In summary, treatment of cultured porcine hepatocytes with rifampin led to an increase in the metabolism of MDZ, an increase in two immunoreactive proteins after blotting with an anti-CYP3A4 antibody, and an increase in mRNA detected with a specific CYP3A cDNA probe. Collectively, the results from the monolayer culture experiments suggest that the mechanism for CYP3A-like protein induction in porcine hepatocytes by rifampin involves regulation at the transcriptional level. The elevated mRNA levels observed in rifampin-treated hepatocytes resulted in elevated protein levels, and consequently higher rates of MDZ hydroxylation. A similar mechanism of induction involving transcriptional regulation has been proposed for CYP3A isozymes in other species (Kocarek et al., 1995).

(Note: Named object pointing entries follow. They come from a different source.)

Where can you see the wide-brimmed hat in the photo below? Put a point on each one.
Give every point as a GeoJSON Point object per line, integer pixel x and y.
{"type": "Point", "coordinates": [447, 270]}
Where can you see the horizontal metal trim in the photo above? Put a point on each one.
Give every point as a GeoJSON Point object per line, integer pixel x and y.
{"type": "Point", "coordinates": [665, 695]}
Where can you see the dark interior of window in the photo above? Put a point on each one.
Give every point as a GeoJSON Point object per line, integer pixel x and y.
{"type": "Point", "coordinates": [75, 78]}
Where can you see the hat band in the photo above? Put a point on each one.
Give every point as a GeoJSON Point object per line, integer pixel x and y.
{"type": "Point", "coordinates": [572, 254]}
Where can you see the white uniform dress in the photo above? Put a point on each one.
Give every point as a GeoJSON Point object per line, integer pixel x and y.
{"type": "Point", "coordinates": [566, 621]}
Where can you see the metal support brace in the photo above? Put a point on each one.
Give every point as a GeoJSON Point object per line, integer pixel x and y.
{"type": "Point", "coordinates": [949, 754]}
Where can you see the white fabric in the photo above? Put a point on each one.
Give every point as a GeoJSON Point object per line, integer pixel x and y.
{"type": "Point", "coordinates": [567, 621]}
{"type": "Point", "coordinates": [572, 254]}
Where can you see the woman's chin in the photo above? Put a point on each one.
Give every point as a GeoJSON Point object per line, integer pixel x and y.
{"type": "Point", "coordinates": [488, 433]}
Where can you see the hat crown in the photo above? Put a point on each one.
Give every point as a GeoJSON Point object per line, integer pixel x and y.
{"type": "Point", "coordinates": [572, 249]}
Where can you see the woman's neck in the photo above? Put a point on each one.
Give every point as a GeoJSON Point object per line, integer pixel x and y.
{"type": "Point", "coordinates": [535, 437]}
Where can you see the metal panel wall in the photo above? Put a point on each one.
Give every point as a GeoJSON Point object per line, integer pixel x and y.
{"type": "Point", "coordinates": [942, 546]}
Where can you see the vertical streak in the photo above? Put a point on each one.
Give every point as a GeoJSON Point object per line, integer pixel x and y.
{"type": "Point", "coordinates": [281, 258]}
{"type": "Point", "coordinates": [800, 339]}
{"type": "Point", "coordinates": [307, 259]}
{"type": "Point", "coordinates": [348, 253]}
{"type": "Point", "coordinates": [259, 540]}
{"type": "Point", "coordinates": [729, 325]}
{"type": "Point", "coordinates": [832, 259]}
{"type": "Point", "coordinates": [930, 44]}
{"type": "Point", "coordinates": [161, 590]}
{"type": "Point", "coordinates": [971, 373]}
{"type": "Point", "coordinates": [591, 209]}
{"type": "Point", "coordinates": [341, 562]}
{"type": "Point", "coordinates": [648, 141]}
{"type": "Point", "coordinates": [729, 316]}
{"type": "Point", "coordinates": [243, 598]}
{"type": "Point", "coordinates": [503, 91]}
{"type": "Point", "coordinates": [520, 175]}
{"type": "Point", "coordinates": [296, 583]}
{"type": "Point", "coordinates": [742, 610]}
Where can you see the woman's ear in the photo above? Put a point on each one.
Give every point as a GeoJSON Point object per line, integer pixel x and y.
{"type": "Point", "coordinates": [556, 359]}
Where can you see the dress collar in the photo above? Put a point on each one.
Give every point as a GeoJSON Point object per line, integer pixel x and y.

Recent evidence points to the existence of rifampin-response element in promoter region of the CYP3A4 gene, suggesting that the mechanism of induction by rifampin is through transcriptional activation (Goodwin et al., 1998). However, other mechanisms of induction such as mRNA stabilization or protein stabilization may also occur.

Based on the studies described above, porcine hepatocytes seem to behave similarly to human hepatocytes in terms of rifampin induction. Our data suggest that pigs express CYP3A-like proteins in liver. In conclusion, pig hepatocytes may offer a valuable tool to predict the metabolism of CYP3A substrates in human hepatocytes. However, additional studies are necessary to determine the homology of the porcine CYP3A isoforms with the other CYP3A isoforms from humans and other species and their substrate selectivities.